The calculation for the precision is picked by me after tuning it a bit. You could probably find that another number works better. My idea was that each subsequent iteration will produce 8 more correct digits, so tuned precision based upon that idea.
from sys import argv
from decimal import Decimal, getcontext
# decimal factorial
def factorial(k):
if k <= 0:
return Decimal(1)
i = k - Decimal(1)
res = k
while i > 0:
res = res * i
i = i - Decimal(1)
return res
try:
num_iterations = int(argv[1])
except IndexError:
num_iterations = 5
num_digits = (num_iterations + 1) * 10
# guess of the precision needed
getcontext().prec = num_digits
# splitting up into parts
constant = (Decimal(2) * Decimal(2).sqrt()) / (Decimal(99) ** Decimal(2))
pi_sum = Decimal(0)
for k in range(0, num_iterations + 1):
first = factorial(Decimal(4) * Decimal(k)) / (factorial(k) ** Decimal(4))
second = (Decimal(26390) * Decimal(k) + Decimal(1103)) / (Decimal(396) ** (Decimal(4) * Decimal(k)))
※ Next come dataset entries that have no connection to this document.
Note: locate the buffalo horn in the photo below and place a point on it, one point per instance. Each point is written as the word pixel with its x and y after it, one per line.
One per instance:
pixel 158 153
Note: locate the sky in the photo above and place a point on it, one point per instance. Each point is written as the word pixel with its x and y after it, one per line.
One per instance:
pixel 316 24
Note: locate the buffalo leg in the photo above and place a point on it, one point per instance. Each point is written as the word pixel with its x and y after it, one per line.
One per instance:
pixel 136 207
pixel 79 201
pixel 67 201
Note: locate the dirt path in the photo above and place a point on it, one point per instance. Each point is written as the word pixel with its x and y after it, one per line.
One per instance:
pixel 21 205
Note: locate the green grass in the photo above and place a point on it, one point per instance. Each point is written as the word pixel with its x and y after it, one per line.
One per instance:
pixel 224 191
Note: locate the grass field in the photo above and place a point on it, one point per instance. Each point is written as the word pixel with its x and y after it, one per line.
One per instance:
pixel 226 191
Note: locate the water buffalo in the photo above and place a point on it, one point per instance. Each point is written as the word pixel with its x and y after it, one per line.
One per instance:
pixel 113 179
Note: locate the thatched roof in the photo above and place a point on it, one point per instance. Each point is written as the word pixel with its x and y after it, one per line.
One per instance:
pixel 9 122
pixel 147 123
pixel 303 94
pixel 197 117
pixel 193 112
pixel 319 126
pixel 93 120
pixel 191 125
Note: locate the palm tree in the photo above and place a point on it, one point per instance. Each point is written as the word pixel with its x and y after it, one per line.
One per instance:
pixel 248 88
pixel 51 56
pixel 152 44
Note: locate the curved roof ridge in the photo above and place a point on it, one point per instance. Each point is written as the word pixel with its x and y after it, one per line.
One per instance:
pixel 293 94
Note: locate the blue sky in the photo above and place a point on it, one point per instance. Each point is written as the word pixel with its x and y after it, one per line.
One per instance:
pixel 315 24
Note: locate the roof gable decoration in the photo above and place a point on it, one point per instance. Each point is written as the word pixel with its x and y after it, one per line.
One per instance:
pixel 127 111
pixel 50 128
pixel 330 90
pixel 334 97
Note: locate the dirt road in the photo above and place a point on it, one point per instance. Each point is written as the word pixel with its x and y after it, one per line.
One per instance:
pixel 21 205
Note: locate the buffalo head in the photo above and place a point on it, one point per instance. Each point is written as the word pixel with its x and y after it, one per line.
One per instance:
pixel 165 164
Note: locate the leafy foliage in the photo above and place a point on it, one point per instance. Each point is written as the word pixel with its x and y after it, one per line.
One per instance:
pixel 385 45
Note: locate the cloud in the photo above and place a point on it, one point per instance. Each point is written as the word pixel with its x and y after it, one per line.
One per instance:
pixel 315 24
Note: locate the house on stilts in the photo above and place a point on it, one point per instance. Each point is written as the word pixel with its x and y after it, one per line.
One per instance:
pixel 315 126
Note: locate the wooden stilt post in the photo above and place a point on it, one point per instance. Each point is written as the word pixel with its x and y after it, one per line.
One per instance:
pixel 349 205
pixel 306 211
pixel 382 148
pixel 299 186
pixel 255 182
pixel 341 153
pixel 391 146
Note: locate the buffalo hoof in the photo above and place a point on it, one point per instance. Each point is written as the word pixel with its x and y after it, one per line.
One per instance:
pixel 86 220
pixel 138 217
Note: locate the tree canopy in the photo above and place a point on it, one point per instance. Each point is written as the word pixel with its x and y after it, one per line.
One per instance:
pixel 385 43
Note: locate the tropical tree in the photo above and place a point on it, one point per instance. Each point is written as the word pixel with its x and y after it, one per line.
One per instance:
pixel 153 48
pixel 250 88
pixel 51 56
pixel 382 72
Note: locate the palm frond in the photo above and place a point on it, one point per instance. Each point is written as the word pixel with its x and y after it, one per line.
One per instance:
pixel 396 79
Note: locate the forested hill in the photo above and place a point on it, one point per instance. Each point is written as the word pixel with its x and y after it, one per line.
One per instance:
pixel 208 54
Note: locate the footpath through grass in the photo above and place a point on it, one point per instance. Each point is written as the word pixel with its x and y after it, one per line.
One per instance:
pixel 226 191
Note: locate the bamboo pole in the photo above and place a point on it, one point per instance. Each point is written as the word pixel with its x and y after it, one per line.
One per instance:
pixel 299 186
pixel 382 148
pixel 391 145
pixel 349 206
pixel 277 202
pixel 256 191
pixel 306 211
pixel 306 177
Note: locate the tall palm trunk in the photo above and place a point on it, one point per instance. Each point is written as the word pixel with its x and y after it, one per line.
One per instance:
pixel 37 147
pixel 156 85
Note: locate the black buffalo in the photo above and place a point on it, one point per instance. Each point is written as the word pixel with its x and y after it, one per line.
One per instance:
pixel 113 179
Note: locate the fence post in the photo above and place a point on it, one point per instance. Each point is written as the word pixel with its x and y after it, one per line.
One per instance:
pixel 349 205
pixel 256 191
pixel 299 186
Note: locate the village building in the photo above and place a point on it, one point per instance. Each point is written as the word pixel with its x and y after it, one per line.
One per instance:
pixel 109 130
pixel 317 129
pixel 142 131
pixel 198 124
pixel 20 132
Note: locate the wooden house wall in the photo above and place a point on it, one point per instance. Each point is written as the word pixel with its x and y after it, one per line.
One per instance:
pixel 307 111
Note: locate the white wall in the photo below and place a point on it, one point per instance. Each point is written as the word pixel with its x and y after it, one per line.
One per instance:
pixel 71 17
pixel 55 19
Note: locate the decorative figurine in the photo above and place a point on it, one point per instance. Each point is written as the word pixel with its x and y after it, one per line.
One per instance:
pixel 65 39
pi_sum = pi_sum + (first * second)
pi = Decimal(1) / (pi_sum * constant)
print('pi: ' + str(pi))
Let's run it a few times with varying number of iterations. Below you will see printing the script does, with the exact solution below.
todo: update code above,
num_iterations = 0
pi: 3.141592731
3.141592653...
xxx
num_iterations = 1
pi: 3.1415926535897938781
3.1415926535897932384...
xxxx
num_iterations = 2
pi: 3.14159265358979323846264906569
3.14159265358979323846264338327...
xxxxxx
num_iterations = 4
pi: 3.1415926535897932384626433832795028841976638181332
3.1415926535897932384626433832795028841971693993751...
xxxxxxxxxx
num_iterations = 10
pi: 3.1415926535897932384626433832795028841971693993751058209749445923078164062862089986280352623021979718763295702
3.1415926535897932384626433832795028841971693993751058209749445923078164062862089986280348253421170679821480865...
xxxxxxxxxxxxxxxxxxxxxxx
(the pi: prints are from the application above, and the line below is the exact solution. The xs marks the difference between them. If you are on a mobile phone, you can count these xs from the back)
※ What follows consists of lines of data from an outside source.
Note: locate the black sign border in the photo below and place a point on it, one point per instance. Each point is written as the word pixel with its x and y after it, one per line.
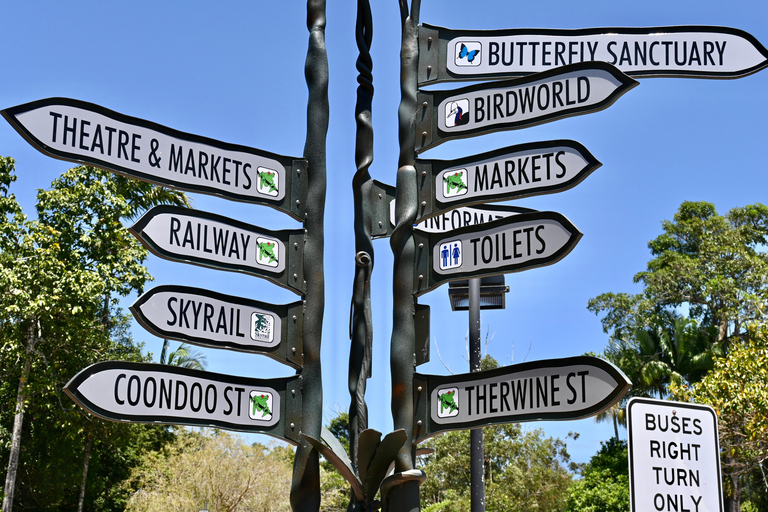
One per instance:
pixel 286 205
pixel 278 352
pixel 280 385
pixel 428 187
pixel 279 278
pixel 428 134
pixel 426 276
pixel 430 382
pixel 445 35
pixel 677 405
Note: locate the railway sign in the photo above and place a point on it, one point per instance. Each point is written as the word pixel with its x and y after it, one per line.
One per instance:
pixel 89 134
pixel 153 393
pixel 674 456
pixel 678 51
pixel 202 238
pixel 215 320
pixel 519 103
pixel 509 173
pixel 516 243
pixel 553 389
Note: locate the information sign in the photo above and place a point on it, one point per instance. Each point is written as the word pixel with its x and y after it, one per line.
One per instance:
pixel 153 393
pixel 202 238
pixel 553 389
pixel 674 456
pixel 215 320
pixel 678 51
pixel 89 134
pixel 512 244
pixel 511 104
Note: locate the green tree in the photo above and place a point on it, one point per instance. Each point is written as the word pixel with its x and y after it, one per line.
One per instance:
pixel 60 277
pixel 214 467
pixel 604 486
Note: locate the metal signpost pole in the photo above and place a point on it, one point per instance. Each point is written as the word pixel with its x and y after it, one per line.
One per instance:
pixel 476 446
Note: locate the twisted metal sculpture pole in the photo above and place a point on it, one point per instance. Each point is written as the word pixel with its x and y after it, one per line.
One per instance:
pixel 361 330
pixel 403 488
pixel 305 487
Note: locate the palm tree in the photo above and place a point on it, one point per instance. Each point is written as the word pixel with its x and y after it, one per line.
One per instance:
pixel 184 357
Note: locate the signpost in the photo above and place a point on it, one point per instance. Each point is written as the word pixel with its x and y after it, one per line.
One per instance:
pixel 674 456
pixel 554 389
pixel 215 320
pixel 202 238
pixel 89 134
pixel 686 51
pixel 509 173
pixel 555 94
pixel 519 242
pixel 153 393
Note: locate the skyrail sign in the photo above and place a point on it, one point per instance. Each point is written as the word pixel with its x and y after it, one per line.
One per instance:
pixel 553 389
pixel 154 393
pixel 209 240
pixel 89 134
pixel 215 320
pixel 512 104
pixel 678 51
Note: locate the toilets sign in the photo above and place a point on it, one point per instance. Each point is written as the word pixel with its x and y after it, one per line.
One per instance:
pixel 674 457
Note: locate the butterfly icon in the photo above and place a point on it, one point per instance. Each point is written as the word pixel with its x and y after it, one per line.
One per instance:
pixel 470 55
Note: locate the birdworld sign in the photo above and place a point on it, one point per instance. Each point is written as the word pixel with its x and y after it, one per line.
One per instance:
pixel 674 456
pixel 215 320
pixel 509 173
pixel 89 134
pixel 154 393
pixel 209 240
pixel 553 389
pixel 677 51
pixel 512 104
pixel 512 244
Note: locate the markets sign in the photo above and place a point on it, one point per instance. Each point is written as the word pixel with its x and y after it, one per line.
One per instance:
pixel 512 104
pixel 509 173
pixel 553 389
pixel 674 456
pixel 89 134
pixel 209 240
pixel 682 51
pixel 512 244
pixel 210 319
pixel 154 393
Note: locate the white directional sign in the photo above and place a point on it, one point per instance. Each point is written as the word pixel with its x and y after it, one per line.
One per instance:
pixel 86 133
pixel 211 319
pixel 562 92
pixel 674 457
pixel 201 238
pixel 553 389
pixel 508 173
pixel 153 393
pixel 687 51
pixel 515 243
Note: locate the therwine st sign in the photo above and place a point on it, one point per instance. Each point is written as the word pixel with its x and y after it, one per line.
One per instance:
pixel 682 51
pixel 202 238
pixel 215 320
pixel 509 173
pixel 563 92
pixel 153 393
pixel 85 133
pixel 554 389
pixel 674 457
pixel 515 243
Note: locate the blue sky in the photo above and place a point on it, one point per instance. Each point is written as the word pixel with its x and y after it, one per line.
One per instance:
pixel 233 71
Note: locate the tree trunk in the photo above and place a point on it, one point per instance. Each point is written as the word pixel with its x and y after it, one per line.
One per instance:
pixel 86 462
pixel 18 418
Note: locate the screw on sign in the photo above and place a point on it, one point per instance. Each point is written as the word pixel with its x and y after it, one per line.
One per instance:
pixel 674 459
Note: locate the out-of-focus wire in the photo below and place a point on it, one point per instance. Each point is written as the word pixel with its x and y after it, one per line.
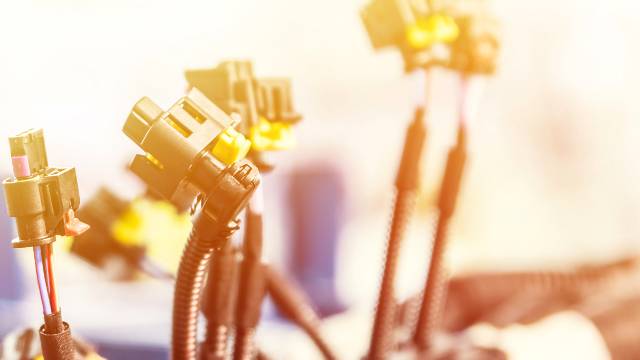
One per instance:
pixel 48 249
pixel 464 95
pixel 42 284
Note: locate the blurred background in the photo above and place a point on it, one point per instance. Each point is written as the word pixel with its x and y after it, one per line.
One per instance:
pixel 553 138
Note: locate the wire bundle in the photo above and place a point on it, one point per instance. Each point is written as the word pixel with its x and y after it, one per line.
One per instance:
pixel 44 275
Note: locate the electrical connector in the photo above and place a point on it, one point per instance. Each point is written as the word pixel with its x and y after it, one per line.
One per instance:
pixel 451 35
pixel 186 147
pixel 41 198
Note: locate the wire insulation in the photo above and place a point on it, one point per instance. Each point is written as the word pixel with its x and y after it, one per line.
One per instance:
pixel 51 282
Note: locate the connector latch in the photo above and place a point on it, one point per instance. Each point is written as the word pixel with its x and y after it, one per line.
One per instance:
pixel 190 150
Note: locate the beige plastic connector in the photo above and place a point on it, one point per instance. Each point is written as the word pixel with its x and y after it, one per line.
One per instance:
pixel 191 130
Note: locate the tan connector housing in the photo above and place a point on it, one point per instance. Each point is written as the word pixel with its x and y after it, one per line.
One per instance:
pixel 185 146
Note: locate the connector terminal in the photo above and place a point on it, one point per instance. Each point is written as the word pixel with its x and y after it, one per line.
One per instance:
pixel 42 199
pixel 191 149
pixel 260 103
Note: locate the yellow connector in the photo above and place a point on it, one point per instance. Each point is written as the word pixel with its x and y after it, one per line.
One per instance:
pixel 437 28
pixel 154 225
pixel 230 146
pixel 267 135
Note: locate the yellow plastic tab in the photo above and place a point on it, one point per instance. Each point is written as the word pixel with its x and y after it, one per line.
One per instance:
pixel 436 28
pixel 230 146
pixel 267 135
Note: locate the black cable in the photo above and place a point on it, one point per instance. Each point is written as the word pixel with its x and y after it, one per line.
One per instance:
pixel 206 235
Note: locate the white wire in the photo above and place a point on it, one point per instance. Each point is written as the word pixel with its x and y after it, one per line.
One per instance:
pixel 42 284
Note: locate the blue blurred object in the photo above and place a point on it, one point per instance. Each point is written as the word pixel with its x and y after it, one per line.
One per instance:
pixel 316 199
pixel 11 287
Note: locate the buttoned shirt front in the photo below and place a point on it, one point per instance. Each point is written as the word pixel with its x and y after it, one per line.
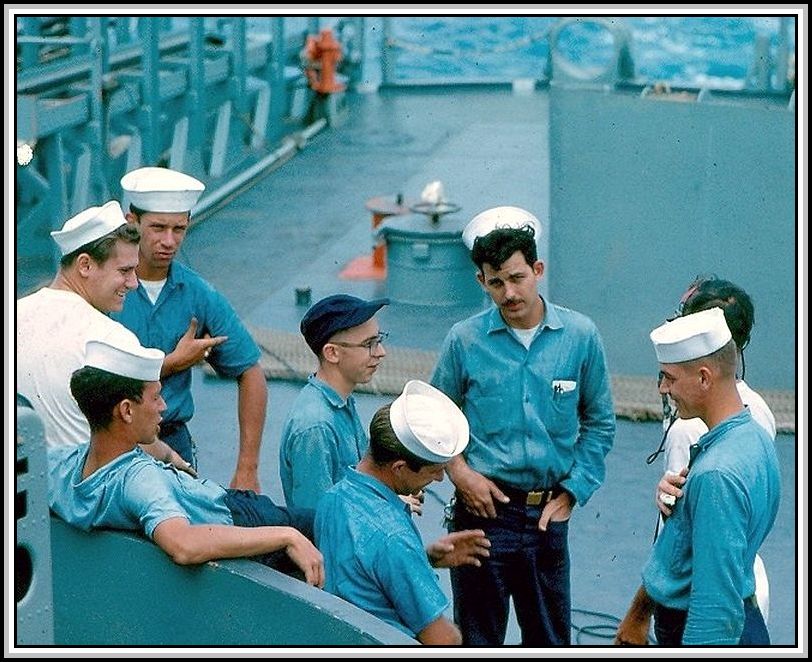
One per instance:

We could probably continue for all eternity here. The only limit here is really the memory and compute capabilities of your computer. The calculations are fast on my Macbook Air M1. For 10 iterations, we already have Pi down to a bit more than 100 digits. If we continued for around 1200 iterations, we would get fairly close to 10 000 correct digits. After iteration 2, each successive iteration produce 8 more correct digits. Pretty neat!
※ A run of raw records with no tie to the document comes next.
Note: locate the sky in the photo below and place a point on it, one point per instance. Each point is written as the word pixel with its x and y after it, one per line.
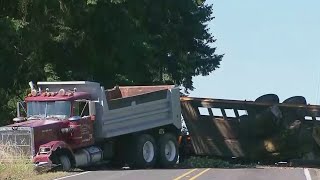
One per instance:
pixel 270 47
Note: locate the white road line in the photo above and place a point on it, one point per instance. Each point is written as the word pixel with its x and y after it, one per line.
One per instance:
pixel 73 175
pixel 307 174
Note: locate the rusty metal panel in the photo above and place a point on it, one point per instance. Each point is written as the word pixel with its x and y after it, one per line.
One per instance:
pixel 243 127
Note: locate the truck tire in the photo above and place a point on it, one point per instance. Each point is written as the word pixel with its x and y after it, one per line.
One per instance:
pixel 145 154
pixel 65 162
pixel 168 150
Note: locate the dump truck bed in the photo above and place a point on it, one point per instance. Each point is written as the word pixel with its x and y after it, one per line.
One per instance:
pixel 132 109
pixel 232 128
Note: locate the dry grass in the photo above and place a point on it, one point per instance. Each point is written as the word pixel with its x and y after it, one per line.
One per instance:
pixel 15 166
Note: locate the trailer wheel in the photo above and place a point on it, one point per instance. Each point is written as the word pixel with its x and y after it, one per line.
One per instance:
pixel 146 152
pixel 168 150
pixel 65 162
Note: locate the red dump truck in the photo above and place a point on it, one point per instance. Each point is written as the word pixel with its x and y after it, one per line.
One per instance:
pixel 78 123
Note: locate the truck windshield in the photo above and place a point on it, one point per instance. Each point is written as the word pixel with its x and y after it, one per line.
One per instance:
pixel 55 109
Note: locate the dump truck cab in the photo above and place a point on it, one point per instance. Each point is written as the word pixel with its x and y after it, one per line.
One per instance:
pixel 79 123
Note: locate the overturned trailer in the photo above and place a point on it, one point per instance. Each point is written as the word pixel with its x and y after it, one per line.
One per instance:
pixel 256 130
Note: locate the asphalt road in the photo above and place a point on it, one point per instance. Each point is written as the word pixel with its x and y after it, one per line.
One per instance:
pixel 259 173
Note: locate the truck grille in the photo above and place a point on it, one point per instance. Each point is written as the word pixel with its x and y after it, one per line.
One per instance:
pixel 16 140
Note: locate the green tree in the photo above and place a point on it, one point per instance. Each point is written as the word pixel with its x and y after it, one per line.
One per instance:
pixel 110 41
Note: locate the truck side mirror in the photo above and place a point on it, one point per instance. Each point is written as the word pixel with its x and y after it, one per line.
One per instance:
pixel 20 118
pixel 21 105
pixel 92 110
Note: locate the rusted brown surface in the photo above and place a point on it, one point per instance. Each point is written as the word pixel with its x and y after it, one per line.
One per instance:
pixel 233 133
pixel 128 91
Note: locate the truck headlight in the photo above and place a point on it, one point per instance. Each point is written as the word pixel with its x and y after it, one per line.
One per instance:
pixel 44 150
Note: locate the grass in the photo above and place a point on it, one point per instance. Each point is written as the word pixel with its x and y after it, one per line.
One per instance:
pixel 15 166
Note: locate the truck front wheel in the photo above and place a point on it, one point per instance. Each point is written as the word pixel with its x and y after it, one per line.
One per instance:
pixel 168 150
pixel 145 153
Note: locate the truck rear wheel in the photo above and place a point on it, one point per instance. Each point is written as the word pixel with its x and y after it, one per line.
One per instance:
pixel 145 154
pixel 65 162
pixel 168 150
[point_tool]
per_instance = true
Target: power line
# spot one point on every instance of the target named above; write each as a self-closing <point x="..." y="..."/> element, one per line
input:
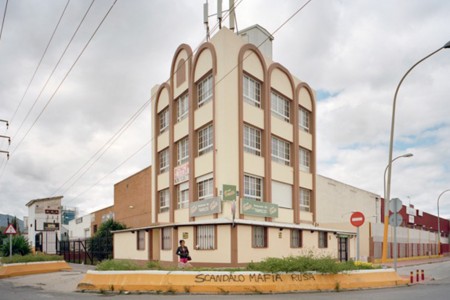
<point x="40" y="61"/>
<point x="3" y="19"/>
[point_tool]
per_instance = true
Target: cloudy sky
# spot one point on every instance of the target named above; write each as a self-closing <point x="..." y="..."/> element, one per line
<point x="71" y="132"/>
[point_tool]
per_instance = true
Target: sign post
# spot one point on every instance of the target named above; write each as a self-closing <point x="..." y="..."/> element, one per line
<point x="357" y="220"/>
<point x="10" y="230"/>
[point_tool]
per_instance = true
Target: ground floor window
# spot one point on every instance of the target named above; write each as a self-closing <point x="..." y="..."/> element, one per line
<point x="206" y="237"/>
<point x="259" y="237"/>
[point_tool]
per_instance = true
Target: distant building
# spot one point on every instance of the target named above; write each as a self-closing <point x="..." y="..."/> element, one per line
<point x="44" y="224"/>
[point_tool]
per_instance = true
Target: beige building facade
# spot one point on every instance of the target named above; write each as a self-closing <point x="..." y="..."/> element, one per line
<point x="233" y="161"/>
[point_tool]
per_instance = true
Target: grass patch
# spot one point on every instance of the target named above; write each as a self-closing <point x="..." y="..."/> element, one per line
<point x="118" y="265"/>
<point x="30" y="258"/>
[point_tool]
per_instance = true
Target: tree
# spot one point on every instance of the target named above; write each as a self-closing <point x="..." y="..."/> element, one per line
<point x="101" y="244"/>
There are off course other algorithms that are even more efficient (like the Chudnovsky algorithm based upon Ramanujans formula), but this should be a start if you have not dabbled in Pi algorithms before. Hopefully, you now also know of the math god that was Srinivasa Ramanujan!
Some of you may be thinking: Why is the code not in your beloved Rust, Marie? The answer is simple. I would not get the desired precision for divisions when using the bigdecimal crate. This might be caused by an open issue or due to me not fiddling enough with their Context objects. There seems to be some open issues on precision for that crate, so hopefully I'm not too stupid.